Elsewhere, psychostimulants have been recommended as the first choice in treating impulsive aggression. Donovan and Aybar83 defined impulsivity as acting without thinking and limited impulsive aggression to that associated with ADHD. They cited evidence that methylphenidate improves disruptive behavior in children with ADHD.84 Indeed, a drug trial with d-amphetamine85 made the second tier in the quality comparison by Felthous and colleagues.2 The Amery study86 included boys, not adults. The concern here is primary impulsive aggression, not aggression known to be secondary to another condition. Atomoxetine (Strattera; Eli Lily & Co., New York, NY) has been approved for treatment of ADHD in adults, including prisoners, but proper diagnosis of ADHD is critical and, apart from atomoxetine, psychostimulants are tightly controlled in correctional settings because of the risk of abuse. Although stimulants may improve aggressive behavior in children with ADHD, it is not clear that they have the same result for severely aggressive behavior in conduct-disordered children87 or in adults with impulsive aggression. Research is needed that compares AIAA and psychostimulants in controlling impulsive aggression in adults with and without ADHD.

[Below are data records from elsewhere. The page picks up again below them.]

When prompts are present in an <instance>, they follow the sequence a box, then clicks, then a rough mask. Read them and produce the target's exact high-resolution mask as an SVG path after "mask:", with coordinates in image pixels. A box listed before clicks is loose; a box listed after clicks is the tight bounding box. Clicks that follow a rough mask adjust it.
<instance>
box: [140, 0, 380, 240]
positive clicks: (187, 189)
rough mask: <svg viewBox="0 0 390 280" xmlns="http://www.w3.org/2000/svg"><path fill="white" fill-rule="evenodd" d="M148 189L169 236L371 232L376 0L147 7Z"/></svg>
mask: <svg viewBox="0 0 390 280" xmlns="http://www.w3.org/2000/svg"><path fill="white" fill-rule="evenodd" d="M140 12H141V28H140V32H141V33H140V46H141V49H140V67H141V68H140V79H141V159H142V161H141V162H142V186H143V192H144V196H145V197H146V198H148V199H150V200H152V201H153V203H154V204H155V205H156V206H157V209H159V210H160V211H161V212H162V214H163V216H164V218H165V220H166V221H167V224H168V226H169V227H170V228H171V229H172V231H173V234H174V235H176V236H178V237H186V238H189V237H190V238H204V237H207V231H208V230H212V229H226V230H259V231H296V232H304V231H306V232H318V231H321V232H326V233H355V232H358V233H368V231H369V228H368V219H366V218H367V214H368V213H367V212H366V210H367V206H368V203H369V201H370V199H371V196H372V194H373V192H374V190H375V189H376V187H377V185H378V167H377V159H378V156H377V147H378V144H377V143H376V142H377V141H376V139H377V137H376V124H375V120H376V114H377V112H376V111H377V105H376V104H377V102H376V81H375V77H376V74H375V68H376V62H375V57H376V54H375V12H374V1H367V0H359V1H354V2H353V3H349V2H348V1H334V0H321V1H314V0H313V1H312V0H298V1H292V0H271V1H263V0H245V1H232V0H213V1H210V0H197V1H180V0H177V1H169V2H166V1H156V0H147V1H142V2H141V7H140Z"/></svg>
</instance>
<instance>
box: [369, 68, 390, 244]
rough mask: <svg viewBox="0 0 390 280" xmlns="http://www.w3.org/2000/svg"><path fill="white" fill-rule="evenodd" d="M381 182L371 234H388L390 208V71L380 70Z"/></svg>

Fortunately, none of the well-tested AIAAs is known as a drug of abuse. This cannot be said for psychostimulants whose use is strongly discouraged in jails and prisons because of their potential for abuse.88 Benzodiazepines and other strongly sedative drugs should be avoided for long-term treatment of impulsive aggression for the same reason. Antipsychotics, such as risperidone, are first-line agents in the treatment of psychotic disorders and associated aggressive behavior,1,9 but should not be considered as first-line agents for impulsive aggression that is not associated with another mental disorder. The quetiapine experience is instructive, in that this drug was used, perhaps effectively, for a wide range of off-label indications, including irritability and aggression. Quetiapine abuse became problematic in jails and prisons89 and in the community. It has come under better control in prisons and jails,89,90 and hospitals and clinics are becoming aware of its risk for abuse. Antipsychotics, particularly quetiapine, should be avoided in the treatment of impulsive aggression. Moeller and Swann9 recommended risperidone, but only after more appropriate agents have been tried and have failed.
Conclusions
Research supports the use of certain AIAAs in the treatment of impulsive aggression that has been adequately defined and diagnosed, even if no AIAA is FDA approved for this indication. Research reports alone, however, do not inform the clinician as to which AIAA would be the best selection for a particular patient with primary impulsive aggression. The present review is intended to initiate discussion of a pharmacotherapeutic algorithm for impulsive aggression, if not provide useful clinical guidance. Five factors in particular are recommended for consideration when selecting an AIAA. A more definitive algorithm must await further research that compares efficacy and risks of different AIAAs on different subsets of IA patients and in different patient populations.
Footnotes
Disclosures of financial or other potential conflicts of interest: None.